When Dawkins is so transparent about his dislike for God, he opens himself to the charge of ‘theophobia,’ that is, a fear of (or revulsion against) God.  C. S. Lewis identified this phenomenon and applied it to Sigmund Freud.  As a result, Dr. Armand Nicholi, a professor at Harvard University has taught a course comparing the ideas of Freud and Lewis.  In 2002 he published his findings in a book entitled: The Question of God: C. S. Lewis and Sigmund Freud Debate God, Love, Sex and the Meaning of Life (New York: The Free Press).  Lewis agreed with Freud on one basic thing, that human beings have a tendency to "suppress" unpleasant truths."  However, Lewis disagreed with Freud regarding which truths we find most unpleasant, and which truths we try hardest to suppress.  Like Dawkins, Freud asserted that we are most afraid of "being alone" (i.e. without God) and of "being unloved" (i.e. without God's love).  Lewis disagreed.  Lewis said that when he became a Christian he reaIized that for many years his greatest fear had been "not being alone" (i.e. not being free to do whatever he wanted) and afraid of "being judged" (i.e. accountable to God).  Similarly, whereas Freud argued that we "project" our "wishes" for moral order and life after death by "creating" (an imaginary) heaven, Lewis argued that we "project" our "wishes" for personal freedom and supremacy by "creating" (an imaginary) kingdom of our own.  (See Armand M. Nicholi, Jr.: The Question of God: The Free Press, 2002).  

    3. Post hoc ergo propter hoc (false cause):  This fallacy makes the unjustified assumption that when one thing precedes another, the first must cause the second.  Dawkins adds a peculiar twist to this fallacy by arguing that the ‘simple’ must always precede the ‘complex.’  He insists that in the history of the universe simple processes must always have preceded (and produced) more complex systems.  On the one hand, as mentioned earlier, Dawkins asserts the creative power of (simple) naturalistic evolution: “Entities that are complex enough to be intelligent are products of an evolutionary process“ (p. 98).  On the other hand, Dawkins denies the admissibility of (complex) divine creative agency: “Any entity capable of intelligently designing something as improbable as a … universe would have to be even more improbable than [a universe]” (p. 146). 

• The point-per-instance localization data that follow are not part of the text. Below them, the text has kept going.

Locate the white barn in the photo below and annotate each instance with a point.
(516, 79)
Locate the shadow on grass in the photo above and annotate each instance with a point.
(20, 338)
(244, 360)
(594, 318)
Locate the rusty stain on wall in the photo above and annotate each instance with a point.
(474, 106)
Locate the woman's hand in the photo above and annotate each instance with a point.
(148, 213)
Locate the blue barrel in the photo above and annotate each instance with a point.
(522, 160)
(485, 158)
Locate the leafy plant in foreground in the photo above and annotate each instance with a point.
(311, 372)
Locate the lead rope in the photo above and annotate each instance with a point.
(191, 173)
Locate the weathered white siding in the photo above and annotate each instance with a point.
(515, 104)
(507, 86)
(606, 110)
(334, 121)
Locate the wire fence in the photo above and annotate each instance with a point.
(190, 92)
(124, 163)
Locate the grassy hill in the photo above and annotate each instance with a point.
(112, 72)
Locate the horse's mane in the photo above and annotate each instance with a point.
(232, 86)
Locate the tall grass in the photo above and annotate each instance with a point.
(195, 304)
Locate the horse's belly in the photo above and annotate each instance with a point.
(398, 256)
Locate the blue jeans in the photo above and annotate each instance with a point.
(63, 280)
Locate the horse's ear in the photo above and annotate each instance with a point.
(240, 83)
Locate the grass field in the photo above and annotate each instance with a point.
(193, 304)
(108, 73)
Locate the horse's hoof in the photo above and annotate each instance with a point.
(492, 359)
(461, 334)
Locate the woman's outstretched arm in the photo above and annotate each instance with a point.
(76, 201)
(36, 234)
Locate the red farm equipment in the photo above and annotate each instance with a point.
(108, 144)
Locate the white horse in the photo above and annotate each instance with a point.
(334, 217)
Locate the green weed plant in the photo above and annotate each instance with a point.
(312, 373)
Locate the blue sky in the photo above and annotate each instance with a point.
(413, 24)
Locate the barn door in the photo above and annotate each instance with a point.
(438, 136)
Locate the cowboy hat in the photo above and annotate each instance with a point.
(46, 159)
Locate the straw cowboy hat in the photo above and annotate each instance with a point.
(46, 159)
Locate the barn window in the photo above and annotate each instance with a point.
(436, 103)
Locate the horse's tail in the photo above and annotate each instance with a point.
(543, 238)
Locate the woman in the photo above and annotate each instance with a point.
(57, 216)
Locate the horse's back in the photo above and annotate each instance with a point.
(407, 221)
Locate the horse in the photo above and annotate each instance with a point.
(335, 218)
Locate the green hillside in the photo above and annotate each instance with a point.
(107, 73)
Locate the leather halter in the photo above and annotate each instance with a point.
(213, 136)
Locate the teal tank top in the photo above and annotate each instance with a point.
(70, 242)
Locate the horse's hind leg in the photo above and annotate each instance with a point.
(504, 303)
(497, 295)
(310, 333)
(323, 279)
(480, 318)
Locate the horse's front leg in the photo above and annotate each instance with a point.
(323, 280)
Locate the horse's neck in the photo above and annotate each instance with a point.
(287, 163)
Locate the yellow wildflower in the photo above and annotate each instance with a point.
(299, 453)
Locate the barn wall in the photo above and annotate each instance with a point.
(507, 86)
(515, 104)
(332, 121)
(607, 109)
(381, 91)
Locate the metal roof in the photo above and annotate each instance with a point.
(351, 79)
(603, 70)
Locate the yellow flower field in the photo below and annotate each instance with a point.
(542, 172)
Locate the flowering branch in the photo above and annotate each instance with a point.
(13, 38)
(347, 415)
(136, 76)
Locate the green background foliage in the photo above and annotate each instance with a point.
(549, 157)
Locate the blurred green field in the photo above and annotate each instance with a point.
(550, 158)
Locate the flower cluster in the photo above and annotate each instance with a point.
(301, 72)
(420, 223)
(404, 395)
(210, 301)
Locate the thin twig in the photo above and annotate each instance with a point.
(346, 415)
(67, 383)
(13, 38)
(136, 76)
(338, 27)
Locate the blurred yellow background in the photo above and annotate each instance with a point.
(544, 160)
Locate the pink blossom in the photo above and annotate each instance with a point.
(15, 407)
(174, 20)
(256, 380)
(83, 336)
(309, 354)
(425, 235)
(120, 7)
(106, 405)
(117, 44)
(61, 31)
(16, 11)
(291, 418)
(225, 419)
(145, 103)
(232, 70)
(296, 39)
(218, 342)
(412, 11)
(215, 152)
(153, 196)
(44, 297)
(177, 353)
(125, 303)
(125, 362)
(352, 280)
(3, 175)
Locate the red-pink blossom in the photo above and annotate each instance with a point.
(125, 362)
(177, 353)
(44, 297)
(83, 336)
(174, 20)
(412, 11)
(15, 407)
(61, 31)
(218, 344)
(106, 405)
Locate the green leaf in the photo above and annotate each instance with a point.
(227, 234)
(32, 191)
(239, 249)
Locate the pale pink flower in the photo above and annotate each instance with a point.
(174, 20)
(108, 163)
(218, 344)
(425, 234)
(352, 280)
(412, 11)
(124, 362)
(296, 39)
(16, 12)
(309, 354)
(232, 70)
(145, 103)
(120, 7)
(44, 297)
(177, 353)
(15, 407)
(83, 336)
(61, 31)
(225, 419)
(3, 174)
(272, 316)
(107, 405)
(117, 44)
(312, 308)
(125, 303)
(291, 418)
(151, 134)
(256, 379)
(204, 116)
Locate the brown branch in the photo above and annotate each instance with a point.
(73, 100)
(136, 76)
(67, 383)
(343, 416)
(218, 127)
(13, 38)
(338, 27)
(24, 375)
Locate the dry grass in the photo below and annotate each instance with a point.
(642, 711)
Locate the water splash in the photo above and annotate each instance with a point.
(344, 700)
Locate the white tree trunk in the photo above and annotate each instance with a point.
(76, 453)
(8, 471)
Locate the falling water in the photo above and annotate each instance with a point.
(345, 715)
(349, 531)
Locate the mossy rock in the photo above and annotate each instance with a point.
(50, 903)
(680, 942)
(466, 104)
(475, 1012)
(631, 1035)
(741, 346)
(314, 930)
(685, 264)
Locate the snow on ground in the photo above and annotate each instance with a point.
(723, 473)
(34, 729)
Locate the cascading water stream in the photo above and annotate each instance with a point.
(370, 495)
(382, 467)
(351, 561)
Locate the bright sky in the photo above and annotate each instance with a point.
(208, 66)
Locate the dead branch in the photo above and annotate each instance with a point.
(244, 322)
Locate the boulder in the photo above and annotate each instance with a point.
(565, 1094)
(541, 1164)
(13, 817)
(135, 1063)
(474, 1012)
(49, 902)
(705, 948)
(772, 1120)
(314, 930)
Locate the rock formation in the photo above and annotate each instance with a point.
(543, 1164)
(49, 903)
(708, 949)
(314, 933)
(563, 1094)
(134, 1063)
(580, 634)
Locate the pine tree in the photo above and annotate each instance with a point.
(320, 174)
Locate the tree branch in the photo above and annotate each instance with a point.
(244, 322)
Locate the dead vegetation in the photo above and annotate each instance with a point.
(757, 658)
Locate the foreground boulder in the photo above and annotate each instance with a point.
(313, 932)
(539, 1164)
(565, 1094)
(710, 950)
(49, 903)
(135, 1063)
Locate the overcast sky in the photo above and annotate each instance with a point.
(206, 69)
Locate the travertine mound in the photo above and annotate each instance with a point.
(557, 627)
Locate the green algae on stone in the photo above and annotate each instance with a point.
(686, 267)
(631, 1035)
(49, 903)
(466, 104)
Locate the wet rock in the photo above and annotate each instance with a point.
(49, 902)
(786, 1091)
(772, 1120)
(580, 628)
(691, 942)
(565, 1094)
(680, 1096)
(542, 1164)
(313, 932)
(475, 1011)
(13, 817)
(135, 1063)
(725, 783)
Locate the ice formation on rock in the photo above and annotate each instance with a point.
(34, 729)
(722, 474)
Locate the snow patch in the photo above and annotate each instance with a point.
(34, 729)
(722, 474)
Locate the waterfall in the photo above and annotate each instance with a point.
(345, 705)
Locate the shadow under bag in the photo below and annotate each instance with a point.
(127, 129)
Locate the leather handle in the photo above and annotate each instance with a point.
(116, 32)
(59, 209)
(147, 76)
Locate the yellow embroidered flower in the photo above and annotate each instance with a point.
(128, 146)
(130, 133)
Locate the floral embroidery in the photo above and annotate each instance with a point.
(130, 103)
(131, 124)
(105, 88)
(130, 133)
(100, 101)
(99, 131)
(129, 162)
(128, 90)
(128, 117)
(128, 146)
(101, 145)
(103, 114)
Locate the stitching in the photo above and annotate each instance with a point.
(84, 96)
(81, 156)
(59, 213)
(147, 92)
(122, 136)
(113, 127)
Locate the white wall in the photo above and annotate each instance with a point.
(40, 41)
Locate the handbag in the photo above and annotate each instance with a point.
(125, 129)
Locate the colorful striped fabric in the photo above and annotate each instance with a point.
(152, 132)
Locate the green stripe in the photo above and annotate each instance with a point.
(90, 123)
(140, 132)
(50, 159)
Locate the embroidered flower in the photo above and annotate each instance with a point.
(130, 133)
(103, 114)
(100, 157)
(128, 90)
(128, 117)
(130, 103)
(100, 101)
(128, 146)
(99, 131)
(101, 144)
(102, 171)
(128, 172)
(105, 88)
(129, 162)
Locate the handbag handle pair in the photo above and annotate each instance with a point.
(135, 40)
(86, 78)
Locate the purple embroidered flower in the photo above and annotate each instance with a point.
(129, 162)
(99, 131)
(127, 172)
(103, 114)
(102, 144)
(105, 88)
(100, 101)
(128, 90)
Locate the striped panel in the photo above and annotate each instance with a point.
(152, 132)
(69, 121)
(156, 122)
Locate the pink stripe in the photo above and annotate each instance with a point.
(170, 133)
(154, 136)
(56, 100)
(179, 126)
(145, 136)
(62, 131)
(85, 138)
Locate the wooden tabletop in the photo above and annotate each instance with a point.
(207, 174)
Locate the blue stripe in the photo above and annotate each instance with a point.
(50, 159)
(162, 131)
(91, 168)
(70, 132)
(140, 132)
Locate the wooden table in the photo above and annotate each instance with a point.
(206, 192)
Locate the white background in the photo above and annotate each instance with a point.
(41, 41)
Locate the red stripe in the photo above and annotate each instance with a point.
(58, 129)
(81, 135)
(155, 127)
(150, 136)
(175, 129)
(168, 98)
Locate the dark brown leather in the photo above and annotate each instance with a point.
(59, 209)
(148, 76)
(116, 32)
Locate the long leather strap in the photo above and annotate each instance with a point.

The renowned philosopher, Anthony Flew, has called Dawkins’ argument “bizarre.”  Dawkins offers no evidence in support of these assertions other than his admitted preference for any viewpoint which precludes divine activity.  The logic of Dawkins’ argument (‘simple-always-precedes-complex’) is disproved by all human artistry and engineering as well as all forms of biological reproduction.  The artist always precedes the work of art; the chicken always comes before the egg.  If Dawkins’ logic was valid, then any human agency capable of designing something as improbable as a watch, a cathedral, or a spaceship would have to be considered “improbable.”  There’s obviously something wrong with that.  It is an accepted practice in logic to “infer to the most sufficient explanation.”  In the debate about human origins, a strong argument can be made that only divine agency can account for human life and reason.  By refusing to consider the possibility of divine creativity and causation, Dawkins ends up by threatening human creativity and causation as well.